[GENERAL] Indexing problem with OFFSET LIMIT

2008-08-29 Thread Oliver Weichhold
Hello

I have problem in my applications and don't know how to fix it.

This is the table and one of the indexes:

CREATE TABLE foo
(
  id serial NOT NULL,
  foo_name character varying(100),
  realm_id integer

  ... and about 50 other columns
)

CREATE INDEX idx_foo_name_realm
  ON foo
  USING btree
  (realm_id, foo_name);

Table foo contains about 8 Million Rows.


The problem:

Consider this query:

SELECT * FROM foo WHERE realm_id = 228 order by foo_name LIMIT 200 OFFSET
15000

And it's execution plan:

Limit  (cost=57527.13..58294.16 rows=200 width=575) (actual
time=182.302..184.971 rows=200 loops=1)
  -  Index Scan using idx_foo_name_realm on foo  (cost=0.00..62159.98
rows=16208 width=575) (actual time=0.085..166.861 rows=15200 loops=1)
Index Cond: (realm_id = 228)
Total runtime: 185.591 ms


And now look at this:

SELECT * FROM foo WHERE realm_id = 228 order by foo_name LIMIT 200 OFFSET
15999

Limit  (cost=59601.92..59602.42 rows=200 width=575) (actual
time=1069.759..1072.310 rows=200 loops=1)
  -  Sort  (cost=59561.92..59602.44 rows=16208 width=575) (actual
time=929.948..1052.620 rows=16199 loops=1)
Sort Key: foo_name
Sort Method:  external merge  Disk: 8984kB
-  Bitmap Heap Scan on foo  (cost=306.69..54270.62 rows=16208
width=575) (actual time=9.612..235.902 rows=21788 loops=1)
  Recheck Cond: (realm_id = 228)
  -  Bitmap Index Scan on foo_realm_id  (cost=0.00..302.64
rows=16208 width=0) (actual time=8.733..8.733 rows=21810 loops=1)
Index Cond: (realm_id = 228)
Total runtime: 1084.706 ms

Execution time increases tenfold because postgres stopped using the index.

Can anybody explain to me what's going on and what can be done?
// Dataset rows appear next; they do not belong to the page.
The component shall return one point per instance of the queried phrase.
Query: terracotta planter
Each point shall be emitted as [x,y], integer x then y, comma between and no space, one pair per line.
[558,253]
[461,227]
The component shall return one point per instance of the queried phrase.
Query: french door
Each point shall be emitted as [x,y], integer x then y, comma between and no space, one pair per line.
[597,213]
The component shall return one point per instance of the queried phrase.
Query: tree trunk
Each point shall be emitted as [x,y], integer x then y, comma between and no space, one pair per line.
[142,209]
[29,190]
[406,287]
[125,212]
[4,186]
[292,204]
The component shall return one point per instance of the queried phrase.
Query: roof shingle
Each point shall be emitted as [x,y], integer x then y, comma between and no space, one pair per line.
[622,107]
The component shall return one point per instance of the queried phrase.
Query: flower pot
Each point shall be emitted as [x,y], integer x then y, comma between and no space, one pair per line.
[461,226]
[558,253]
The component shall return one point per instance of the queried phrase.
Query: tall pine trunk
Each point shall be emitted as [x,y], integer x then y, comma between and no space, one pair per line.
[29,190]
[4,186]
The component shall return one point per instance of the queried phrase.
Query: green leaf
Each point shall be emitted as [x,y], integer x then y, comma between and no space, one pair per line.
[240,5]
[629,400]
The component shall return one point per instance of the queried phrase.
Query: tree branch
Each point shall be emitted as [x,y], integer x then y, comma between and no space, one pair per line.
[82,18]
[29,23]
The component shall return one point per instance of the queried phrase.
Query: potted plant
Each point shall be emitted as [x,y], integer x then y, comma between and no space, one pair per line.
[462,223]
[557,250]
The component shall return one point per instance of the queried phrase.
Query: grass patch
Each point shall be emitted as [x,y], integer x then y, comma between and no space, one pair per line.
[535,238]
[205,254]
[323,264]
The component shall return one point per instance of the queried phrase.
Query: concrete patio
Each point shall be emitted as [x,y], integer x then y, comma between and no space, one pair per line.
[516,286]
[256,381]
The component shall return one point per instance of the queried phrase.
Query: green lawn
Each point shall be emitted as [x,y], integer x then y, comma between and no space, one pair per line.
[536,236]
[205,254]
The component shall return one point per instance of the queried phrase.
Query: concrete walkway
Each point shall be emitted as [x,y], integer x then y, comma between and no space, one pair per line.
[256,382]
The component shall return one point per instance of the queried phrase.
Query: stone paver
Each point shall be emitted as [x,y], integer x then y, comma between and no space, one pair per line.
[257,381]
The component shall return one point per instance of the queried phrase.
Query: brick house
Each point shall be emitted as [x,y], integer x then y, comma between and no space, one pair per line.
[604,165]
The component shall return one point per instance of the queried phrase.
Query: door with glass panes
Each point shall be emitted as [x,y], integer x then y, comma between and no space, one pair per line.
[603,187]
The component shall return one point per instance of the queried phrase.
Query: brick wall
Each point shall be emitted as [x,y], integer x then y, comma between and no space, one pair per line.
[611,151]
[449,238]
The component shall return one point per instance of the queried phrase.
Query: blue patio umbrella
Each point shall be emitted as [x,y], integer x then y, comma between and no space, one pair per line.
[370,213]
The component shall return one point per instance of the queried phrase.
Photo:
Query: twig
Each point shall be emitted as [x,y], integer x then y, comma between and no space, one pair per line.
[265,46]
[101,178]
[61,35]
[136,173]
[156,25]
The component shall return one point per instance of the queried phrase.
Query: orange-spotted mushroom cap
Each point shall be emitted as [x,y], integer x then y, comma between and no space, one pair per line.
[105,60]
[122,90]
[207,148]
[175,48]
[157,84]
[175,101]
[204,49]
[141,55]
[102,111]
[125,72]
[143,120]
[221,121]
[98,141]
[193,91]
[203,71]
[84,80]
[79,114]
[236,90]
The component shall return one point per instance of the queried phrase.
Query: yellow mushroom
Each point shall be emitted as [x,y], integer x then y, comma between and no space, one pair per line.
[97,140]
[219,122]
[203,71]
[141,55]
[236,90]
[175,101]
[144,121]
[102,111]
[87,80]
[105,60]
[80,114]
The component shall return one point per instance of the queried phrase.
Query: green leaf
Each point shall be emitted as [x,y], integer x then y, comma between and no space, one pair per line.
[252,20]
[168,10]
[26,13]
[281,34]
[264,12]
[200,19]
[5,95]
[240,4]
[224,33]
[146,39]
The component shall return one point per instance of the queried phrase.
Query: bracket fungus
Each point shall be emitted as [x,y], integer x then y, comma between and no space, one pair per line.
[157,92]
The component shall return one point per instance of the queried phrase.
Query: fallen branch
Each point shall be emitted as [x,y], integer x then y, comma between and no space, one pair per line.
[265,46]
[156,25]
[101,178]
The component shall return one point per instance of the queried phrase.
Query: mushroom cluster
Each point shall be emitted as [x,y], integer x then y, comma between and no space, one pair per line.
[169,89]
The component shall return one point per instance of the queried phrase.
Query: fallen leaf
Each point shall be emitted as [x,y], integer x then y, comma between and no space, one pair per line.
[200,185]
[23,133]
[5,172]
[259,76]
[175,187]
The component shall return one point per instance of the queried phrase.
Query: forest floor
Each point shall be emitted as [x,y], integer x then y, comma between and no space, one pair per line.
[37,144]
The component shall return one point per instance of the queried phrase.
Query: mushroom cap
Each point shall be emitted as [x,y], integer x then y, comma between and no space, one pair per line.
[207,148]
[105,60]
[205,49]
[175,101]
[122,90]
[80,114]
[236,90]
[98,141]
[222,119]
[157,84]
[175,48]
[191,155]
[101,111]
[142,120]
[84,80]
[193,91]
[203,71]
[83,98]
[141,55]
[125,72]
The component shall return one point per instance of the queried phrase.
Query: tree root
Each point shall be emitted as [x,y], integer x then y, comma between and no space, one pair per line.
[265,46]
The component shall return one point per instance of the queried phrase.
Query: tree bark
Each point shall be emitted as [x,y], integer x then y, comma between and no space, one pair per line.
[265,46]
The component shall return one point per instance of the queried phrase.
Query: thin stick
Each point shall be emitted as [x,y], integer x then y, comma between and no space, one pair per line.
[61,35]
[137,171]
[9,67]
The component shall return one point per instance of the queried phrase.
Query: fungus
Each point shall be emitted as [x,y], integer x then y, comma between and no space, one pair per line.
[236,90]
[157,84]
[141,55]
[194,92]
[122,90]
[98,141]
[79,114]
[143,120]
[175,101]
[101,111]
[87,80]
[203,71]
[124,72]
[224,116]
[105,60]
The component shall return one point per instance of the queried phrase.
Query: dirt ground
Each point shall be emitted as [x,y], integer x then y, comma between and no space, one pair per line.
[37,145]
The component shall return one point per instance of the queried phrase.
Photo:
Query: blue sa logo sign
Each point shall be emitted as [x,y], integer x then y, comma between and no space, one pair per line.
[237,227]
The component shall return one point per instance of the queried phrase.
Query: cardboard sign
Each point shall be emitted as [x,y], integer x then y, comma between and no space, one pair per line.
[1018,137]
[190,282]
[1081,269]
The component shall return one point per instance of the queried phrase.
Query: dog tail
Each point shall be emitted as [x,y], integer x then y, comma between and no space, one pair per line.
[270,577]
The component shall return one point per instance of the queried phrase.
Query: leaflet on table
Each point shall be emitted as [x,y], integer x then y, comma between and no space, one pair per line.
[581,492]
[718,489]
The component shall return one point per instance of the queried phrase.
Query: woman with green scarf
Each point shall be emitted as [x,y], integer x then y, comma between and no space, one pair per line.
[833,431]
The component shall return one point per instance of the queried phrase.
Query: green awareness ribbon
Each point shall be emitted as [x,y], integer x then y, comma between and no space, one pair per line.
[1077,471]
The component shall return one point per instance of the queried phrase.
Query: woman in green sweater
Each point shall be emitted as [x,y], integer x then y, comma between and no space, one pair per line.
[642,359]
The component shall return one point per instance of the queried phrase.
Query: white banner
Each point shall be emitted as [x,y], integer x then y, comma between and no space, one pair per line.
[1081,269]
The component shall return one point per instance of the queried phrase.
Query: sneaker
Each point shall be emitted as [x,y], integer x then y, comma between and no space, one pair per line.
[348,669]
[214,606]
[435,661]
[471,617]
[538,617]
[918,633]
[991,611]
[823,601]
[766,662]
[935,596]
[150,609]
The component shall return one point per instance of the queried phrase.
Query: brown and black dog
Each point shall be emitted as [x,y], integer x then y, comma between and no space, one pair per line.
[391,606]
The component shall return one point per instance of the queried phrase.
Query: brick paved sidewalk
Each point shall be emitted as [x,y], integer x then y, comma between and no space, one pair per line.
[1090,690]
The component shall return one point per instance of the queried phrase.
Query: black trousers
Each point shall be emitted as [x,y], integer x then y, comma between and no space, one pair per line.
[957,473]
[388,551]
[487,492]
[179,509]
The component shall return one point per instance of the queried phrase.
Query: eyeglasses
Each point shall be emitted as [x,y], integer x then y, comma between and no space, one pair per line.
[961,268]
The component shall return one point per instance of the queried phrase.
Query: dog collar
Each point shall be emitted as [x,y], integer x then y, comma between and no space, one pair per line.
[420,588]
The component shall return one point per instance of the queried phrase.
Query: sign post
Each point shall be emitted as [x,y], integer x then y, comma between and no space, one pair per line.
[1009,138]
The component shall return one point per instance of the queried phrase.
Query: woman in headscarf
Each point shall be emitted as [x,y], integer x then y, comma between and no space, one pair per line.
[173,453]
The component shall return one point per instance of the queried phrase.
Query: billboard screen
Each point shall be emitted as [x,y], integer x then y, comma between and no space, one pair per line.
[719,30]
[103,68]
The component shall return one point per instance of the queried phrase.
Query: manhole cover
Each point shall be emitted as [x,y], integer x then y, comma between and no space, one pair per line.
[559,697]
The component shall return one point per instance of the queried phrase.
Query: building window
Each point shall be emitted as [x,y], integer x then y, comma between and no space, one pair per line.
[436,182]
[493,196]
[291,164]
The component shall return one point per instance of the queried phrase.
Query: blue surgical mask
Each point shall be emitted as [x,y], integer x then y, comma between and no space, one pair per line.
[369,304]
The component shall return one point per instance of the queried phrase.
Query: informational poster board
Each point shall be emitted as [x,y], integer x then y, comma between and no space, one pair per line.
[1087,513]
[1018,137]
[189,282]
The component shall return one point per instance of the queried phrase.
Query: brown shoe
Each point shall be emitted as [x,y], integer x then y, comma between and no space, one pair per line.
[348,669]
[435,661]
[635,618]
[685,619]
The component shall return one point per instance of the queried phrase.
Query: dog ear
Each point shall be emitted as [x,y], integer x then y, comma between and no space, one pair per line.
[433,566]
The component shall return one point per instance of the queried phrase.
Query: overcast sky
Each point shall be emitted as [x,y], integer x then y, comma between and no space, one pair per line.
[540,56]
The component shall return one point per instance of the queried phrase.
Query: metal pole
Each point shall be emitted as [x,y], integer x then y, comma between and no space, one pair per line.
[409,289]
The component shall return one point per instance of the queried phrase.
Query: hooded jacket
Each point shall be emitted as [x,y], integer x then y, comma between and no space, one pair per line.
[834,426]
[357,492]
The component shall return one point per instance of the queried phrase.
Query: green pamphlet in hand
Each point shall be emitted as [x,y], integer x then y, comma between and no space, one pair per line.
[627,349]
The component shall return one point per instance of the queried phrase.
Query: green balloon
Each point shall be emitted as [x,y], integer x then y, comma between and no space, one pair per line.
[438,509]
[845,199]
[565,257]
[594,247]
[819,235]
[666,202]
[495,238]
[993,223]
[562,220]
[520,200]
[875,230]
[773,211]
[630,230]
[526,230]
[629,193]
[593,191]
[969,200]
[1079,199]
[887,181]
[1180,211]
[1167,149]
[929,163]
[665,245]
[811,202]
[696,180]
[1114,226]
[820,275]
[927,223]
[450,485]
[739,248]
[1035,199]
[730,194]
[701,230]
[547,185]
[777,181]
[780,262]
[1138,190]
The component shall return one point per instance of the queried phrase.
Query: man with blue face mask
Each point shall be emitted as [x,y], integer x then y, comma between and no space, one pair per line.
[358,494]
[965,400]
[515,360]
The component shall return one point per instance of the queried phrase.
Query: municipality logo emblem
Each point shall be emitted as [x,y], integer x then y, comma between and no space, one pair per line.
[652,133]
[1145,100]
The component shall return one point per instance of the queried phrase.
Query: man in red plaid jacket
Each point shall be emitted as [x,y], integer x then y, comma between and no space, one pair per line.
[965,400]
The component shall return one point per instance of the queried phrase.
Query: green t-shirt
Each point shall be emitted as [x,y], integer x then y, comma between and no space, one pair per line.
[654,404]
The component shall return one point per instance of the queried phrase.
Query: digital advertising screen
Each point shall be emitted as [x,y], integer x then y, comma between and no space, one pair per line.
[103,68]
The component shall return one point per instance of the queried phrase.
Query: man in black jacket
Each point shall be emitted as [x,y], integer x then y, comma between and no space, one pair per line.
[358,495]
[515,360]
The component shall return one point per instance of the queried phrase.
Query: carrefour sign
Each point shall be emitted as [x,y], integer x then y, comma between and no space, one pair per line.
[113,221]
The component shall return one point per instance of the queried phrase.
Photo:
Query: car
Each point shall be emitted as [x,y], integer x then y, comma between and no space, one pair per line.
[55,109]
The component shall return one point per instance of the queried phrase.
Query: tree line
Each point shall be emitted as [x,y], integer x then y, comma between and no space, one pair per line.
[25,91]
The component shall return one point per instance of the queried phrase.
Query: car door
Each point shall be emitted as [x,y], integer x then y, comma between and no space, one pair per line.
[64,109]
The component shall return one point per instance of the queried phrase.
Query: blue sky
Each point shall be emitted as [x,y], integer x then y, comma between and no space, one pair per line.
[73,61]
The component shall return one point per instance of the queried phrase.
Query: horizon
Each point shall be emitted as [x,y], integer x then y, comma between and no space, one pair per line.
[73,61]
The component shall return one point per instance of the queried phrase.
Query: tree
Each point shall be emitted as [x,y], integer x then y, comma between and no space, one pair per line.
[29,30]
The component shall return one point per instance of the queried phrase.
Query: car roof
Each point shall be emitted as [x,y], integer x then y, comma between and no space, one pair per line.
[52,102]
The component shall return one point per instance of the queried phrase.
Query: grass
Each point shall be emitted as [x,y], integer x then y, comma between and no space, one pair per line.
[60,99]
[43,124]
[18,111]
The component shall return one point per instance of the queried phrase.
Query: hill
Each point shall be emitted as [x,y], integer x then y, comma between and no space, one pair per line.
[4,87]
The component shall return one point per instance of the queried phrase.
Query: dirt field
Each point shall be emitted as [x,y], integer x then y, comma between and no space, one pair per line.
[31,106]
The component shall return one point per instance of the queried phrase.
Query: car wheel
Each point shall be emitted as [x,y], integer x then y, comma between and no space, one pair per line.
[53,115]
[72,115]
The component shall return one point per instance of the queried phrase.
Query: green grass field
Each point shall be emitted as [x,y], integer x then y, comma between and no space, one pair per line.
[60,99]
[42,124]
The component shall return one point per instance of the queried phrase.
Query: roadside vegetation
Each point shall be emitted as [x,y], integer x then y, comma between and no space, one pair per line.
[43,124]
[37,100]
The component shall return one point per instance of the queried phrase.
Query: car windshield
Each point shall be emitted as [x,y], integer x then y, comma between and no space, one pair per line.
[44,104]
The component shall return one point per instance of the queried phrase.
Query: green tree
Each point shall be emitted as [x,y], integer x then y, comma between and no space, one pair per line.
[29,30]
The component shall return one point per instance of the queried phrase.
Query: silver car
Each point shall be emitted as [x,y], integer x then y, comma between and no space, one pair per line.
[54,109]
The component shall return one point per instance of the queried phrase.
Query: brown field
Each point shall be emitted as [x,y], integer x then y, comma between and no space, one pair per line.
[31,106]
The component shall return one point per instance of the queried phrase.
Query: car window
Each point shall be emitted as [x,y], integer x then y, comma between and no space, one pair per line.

Is this a
memory problem?


Re: [GENERAL] Indexing problem with OFFSET LIMIT

2008-08-29 Thread David Rowley
I'm no expert at reading query plans, but I'm guessing the planner chose the
other plan because your offset + limit went beyond the row estimate.

 

Look's like it's then doing a disk based sort in the other plan which
probably explain why it's slow.

 

Someone please correct me if I'm wrong.

 

Perhaps if you can spare a little more work_mem in postgesql.conf it might
go back to a memory sort. 

 

David.

 

 

-Original Message-
From: [EMAIL PROTECTED]
[mailto:[EMAIL PROTECTED] On Behalf Of Oliver Weichhold
Sent: 29 August 2008 21:38
To: pgsql-general@postgresql.org
Subject: [GENERAL] Indexing problem with OFFSET LIMIT

 

Hello

I have problem in my applications and don't know how to fix it. 

This is the table and one of the indexes:

CREATE TABLE foo
(
  id serial NOT NULL,
  foo_name character varying(100),
  realm_id integer

  ... and about 50 other columns
)

CREATE INDEX idx_foo_name_realm
  ON foo
  USING btree
  (realm_id, foo_name);

Table foo contains about 8 Million Rows.  


The problem:

Consider this query:

SELECT * FROM foo WHERE realm_id = 228 order by foo_name LIMIT 200 OFFSET
15000

And it's execution plan:

Limit  (cost=57527.13..58294.16 rows=200 width=575) (actual
time=182.302..184.971 rows=200 loops=1)
  -  Index Scan using idx_foo_name_realm on foo  (cost=0.00..62159.98
rows=16208 width=575) (actual time=0.085..166.861 rows=15200 loops=1)
Index Cond: (realm_id = 228)
Total runtime: 185.591 ms


And now look at this:

SELECT * FROM foo WHERE realm_id = 228 order by foo_name LIMIT 200 OFFSET
15999

Limit  (cost=59601.92..59602.42 rows=200 width=575) (actual
time=1069.759..1072.310 rows=200 loops=1)
  -  Sort  (cost=59561.92..59602.44 rows=16208 width=575) (actual
time=929.948..1052.620 rows=16199 loops=1)
Sort Key: foo_name
Sort Method:  external merge  Disk: 8984kB
-  Bitmap Heap Scan on foo  (cost=306.69..54270.62 rows=16208
width=575) (actual time=9.612..235.902 rows=21788 loops=1)
  Recheck Cond: (realm_id = 228)
  -  Bitmap Index Scan on foo_realm_id  (cost=0.00..302.64
rows=16208 width=0) (actual time=8.733..8.733 rows=21810 loops=1)
Index Cond: (realm_id = 228)
Total runtime: 1084.706 ms

Execution time increases tenfold because postgres stopped using the index.

Can anybody explain to me what's going on and what can be done? Is this a
memory problem?



Re: [GENERAL] Indexing problem with OFFSET LIMIT

2008-08-29 Thread Merlin Moncure
On Fri, Aug 29, 2008 at 4:38 PM, Oliver Weichhold [EMAIL PROTECTED] wrote:
 Hello

 I have problem in my applications and don't know how to fix it.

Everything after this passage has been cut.